Thursday, January 23, 2014

Virginia Residents Should Be Ready for Winter Storms

McAuliffe speaking at Frying Pan Park in Hernd...
McAuliffe speaking at Frying Pan Park in Herndon, VA. (Photo credit: Wikipedia)
Richmond, Va. – With the first major snow storm of the winter season affecting most of Virginia today, residents are reminded to take safety precautions and to avoid unnecessary travel

“I urge every Virginian to make proper preparations as this storm moves in and brings snow, potentially life-threatening low temperatures and high winds,” said Virginia Governor Terry McAuliffe.  “Unfortunately, injuries and even deaths from hypothermia, heart attack, stroke and traffic crashes are all too common during the winter storms of this type.  Don’t travel unnecessarily, and be prepared to stay where you are until conditions improve.”

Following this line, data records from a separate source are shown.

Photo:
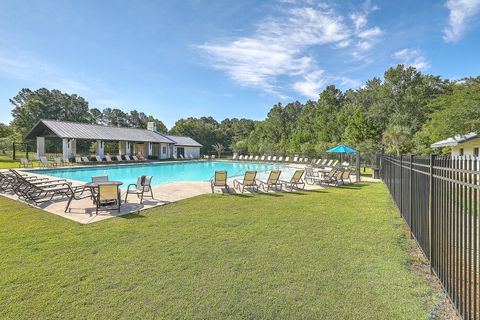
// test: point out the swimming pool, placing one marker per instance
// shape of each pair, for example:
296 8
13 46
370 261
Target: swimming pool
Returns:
162 172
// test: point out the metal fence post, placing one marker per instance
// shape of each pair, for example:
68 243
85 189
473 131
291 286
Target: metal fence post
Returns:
430 213
410 207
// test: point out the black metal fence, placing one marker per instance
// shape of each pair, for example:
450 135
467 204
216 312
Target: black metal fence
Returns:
438 197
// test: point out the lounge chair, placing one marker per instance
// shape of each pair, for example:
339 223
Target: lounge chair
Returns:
331 177
143 185
108 194
57 161
247 182
312 176
66 161
296 181
273 181
219 180
24 163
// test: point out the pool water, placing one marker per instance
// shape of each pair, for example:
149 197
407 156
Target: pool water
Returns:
165 172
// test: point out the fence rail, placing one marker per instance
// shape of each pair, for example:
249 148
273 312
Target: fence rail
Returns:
438 197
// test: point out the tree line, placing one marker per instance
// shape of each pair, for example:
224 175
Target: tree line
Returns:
402 112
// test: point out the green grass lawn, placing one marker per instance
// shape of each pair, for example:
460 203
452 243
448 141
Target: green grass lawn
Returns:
340 253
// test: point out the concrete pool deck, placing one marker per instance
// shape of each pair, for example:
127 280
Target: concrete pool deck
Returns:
83 211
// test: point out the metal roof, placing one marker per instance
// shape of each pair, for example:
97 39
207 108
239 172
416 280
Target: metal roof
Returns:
183 141
75 130
453 141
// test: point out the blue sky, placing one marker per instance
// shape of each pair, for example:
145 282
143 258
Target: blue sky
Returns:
222 58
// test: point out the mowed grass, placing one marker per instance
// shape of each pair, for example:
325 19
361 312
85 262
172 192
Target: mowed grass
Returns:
340 253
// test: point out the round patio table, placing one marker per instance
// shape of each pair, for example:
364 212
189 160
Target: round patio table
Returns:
94 185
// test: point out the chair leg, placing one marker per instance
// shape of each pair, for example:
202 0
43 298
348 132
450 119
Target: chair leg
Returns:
68 203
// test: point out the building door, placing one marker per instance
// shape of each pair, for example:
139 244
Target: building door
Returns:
180 151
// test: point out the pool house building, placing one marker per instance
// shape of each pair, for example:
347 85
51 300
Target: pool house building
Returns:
147 142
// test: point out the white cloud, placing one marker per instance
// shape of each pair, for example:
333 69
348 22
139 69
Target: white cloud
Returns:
28 68
412 57
311 84
279 48
461 12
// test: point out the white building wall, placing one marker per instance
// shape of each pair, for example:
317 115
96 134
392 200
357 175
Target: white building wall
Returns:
194 151
468 147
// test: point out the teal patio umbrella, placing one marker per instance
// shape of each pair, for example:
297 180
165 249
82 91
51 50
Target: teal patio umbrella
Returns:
341 149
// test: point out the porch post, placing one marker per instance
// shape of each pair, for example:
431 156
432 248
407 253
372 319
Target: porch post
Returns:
40 146
149 149
73 147
127 148
65 148
100 148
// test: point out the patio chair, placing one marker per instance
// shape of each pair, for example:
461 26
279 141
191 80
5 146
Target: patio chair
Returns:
311 176
331 177
296 181
57 161
273 181
247 182
219 180
143 186
108 194
78 193
24 163
66 161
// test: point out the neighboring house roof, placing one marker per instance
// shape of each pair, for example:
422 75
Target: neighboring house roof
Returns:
76 130
453 141
183 141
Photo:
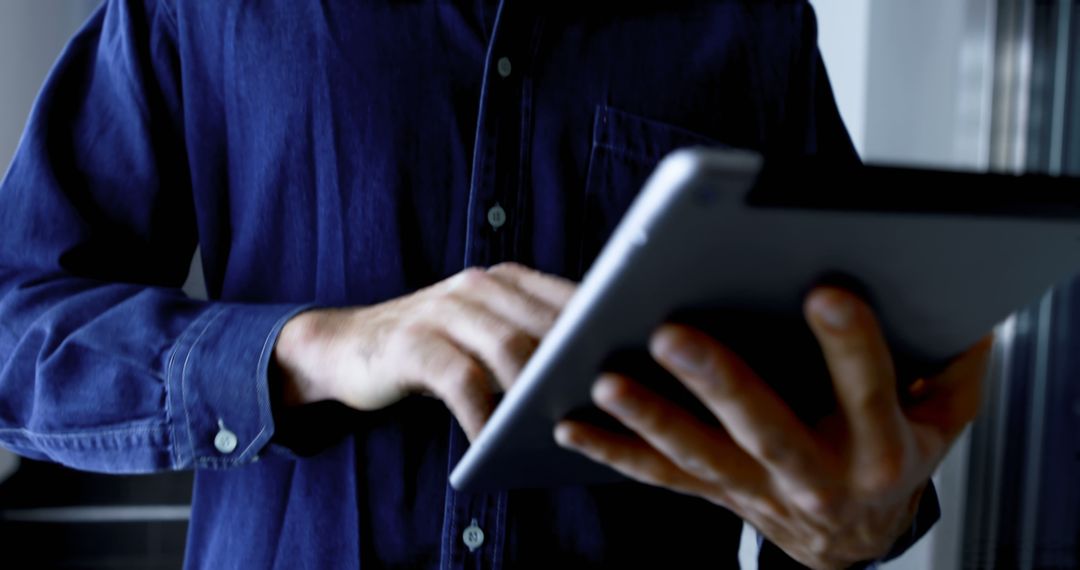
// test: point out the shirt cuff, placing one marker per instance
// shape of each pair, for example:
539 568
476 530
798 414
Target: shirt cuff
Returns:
772 557
217 393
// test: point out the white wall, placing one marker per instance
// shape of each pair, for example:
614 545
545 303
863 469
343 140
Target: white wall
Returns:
913 82
32 32
844 38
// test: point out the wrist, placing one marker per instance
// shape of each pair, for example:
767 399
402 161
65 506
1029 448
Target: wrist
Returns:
296 354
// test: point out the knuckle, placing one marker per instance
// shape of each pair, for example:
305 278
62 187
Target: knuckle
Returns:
770 448
508 267
472 276
885 474
516 345
820 503
466 378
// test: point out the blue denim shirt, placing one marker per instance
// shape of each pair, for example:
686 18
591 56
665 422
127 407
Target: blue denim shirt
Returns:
340 153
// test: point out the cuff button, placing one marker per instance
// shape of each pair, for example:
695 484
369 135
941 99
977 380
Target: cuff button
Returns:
225 440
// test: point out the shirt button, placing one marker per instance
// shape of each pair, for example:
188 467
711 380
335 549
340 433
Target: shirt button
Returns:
497 216
473 537
504 67
225 440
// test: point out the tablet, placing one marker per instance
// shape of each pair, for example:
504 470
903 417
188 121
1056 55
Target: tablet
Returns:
731 244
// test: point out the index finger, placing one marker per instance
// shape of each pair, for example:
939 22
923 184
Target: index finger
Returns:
861 368
554 290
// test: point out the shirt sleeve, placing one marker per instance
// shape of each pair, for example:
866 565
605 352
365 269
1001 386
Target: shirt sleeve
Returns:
105 364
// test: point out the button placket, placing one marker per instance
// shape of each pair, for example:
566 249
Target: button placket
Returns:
473 537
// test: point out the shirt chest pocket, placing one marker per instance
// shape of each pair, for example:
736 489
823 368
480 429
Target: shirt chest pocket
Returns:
625 150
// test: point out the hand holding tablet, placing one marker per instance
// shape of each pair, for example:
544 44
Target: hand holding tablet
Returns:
721 242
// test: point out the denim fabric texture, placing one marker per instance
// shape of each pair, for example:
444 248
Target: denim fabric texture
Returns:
335 152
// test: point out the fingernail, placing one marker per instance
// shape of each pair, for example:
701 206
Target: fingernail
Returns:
679 350
836 310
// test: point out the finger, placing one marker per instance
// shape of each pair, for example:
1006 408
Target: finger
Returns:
860 365
703 451
633 458
502 348
554 290
503 297
441 367
754 416
952 399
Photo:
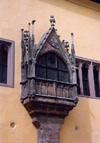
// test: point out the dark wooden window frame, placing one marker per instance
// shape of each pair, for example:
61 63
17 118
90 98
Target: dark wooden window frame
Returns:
10 62
91 63
57 69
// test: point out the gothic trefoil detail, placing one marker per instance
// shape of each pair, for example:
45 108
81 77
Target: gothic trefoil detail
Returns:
48 78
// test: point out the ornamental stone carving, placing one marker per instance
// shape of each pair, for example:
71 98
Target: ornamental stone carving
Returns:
48 81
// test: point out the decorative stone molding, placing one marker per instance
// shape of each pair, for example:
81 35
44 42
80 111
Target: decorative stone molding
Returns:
48 101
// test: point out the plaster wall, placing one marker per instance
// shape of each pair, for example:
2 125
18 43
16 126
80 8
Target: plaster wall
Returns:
82 124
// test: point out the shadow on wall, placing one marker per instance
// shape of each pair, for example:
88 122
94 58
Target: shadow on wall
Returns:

Important winter safety tips include:

·         Keep space heaters at least three feet from other objects.  Never leave space heaters unattended. 
·         In case of power outages, use flashlights instead of candles for light.
·         Charge mobile devices.
·         Use generators only outdoors and only in well ventilated areas.  Follow manufacturer’s instructions exactly.
·         Bring pets inside, and make sure outdoor animals have adequate shelter, unfrozen water and food.
·         Driving is most dangerous when the temperature is at or under 32° F.  If the road is wet, patches of ice are possible, especially on bridges and curves.  Avoid using cruise control in winter weather conditions.
·         Keep a safe distance of at least five seconds behind other vehicles and snowplows.  Don’t pass a snowplow or spreader.
·         Motorists who must travel should check current weather, road conditions and traffic cameras before traveling at or by calling 511 or using the free 511 mobile app.
·         If your household includes someone with special needs (has a disability, requires electricity to operate home medical equipment, needs to go to dialysis, etc.), call your local emergency manager to let them know where you live and what you will need during an emergency. 

Drivers should keep an emergency winter kit in vehicles.  Include bottles of water and granola bars or other non-perishable food; bags of sand or cat litter to provide traction under tires; hats, gloves and blankets; and cell phone chargers. 

Prepare at home with emergency supplies that include three days’ food and water; a battery-powered and/or hand-crank radio with extra batteries to hear local information if the power is out; a first aid kit and necessary medications; blankets and warm clothing, supplies for special members of your household, and pet items.

Before, during and after a winter storm, listen for up-to-date information from local media and emergency officials.  Local media will give instructions from local, state and federal agencies that cover road conditions, winter storm watches and warnings, power outages and health information.